4.2. De kamer is van oordeel dat notaris [A] in strijd heeft gehandeld met artikel 8 van de Verordening beroeps- en gedragsregels door een contante betaling in ontvangst te nemen van
€ 13.129,04. In de literatuur is bij invoering van de regelgeving in 1994 uitvoerig aandacht besteed aan het in ontvangst nemen van contante gelden. De regel houdt verband met de meldingen die in de Wet Melding Ongebruikelijke Transacties (Wet MOT) aan anderen (ondermeer notarissen, advocaten, belastingadviseurs) worden opgelegd. De kamer is van oordeel dat het handelen van notaris [A] dusdanig ernstig is dat reeds om die reden gerechtvaardigd is de maatregel van berisping op te leggen.
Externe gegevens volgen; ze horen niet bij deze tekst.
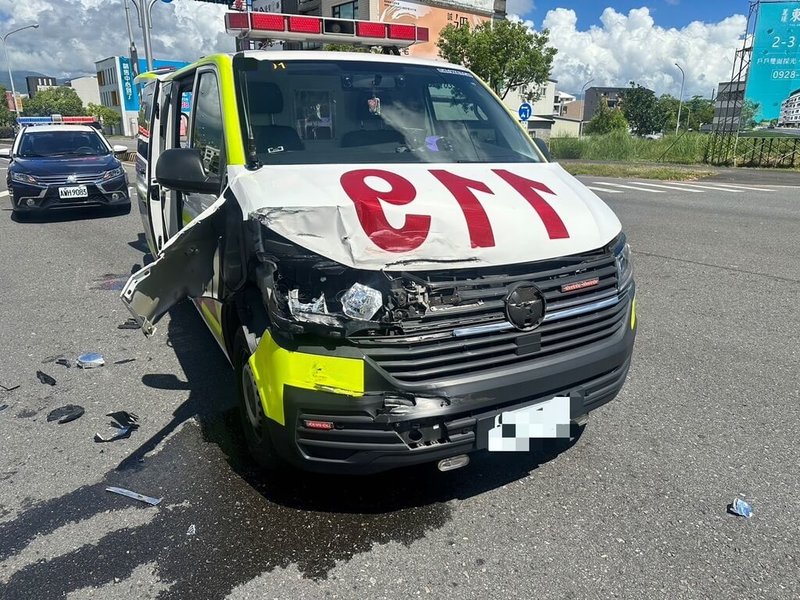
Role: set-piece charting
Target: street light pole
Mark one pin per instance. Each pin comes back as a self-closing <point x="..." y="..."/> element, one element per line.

verklaart de klachten gegrond;
legt notaris mr. [A] de maatregel van berisping op;
legt notaris mr. [B] de maatregel van waarschuwing op;
bepaalt dat deze maatregelen zullen worden ten uitvoer gelegd op een nader te bepalen tijdstip.
Aldus gegeven te 's-Hertogenbosch door mr. S.J.G.N.M. Willard, voorzitter, mrs. J.J.G.M. Kuijpers, M.H.G. Giesbers en J.L.G.M. Mertens, leden, en mr. B.L.M. van Otterdijk, plaatsvervangend- lid en uitgesproken ter openbare terechtzitting van 18 januari 2007, in tegenwoordigheid van de secretaris.
Hoger beroep tegen vorenstaande beslissing is mogelijk door indiening van een verzoekschrift - binnen dertig dagen na dagtekening van het aangetekend schrijven waarbij van deze beslissing is kennis gegeven - bij het gerechtshof te Amsterdam, postadres: postbus 1312, 1000 BH Amsterdam.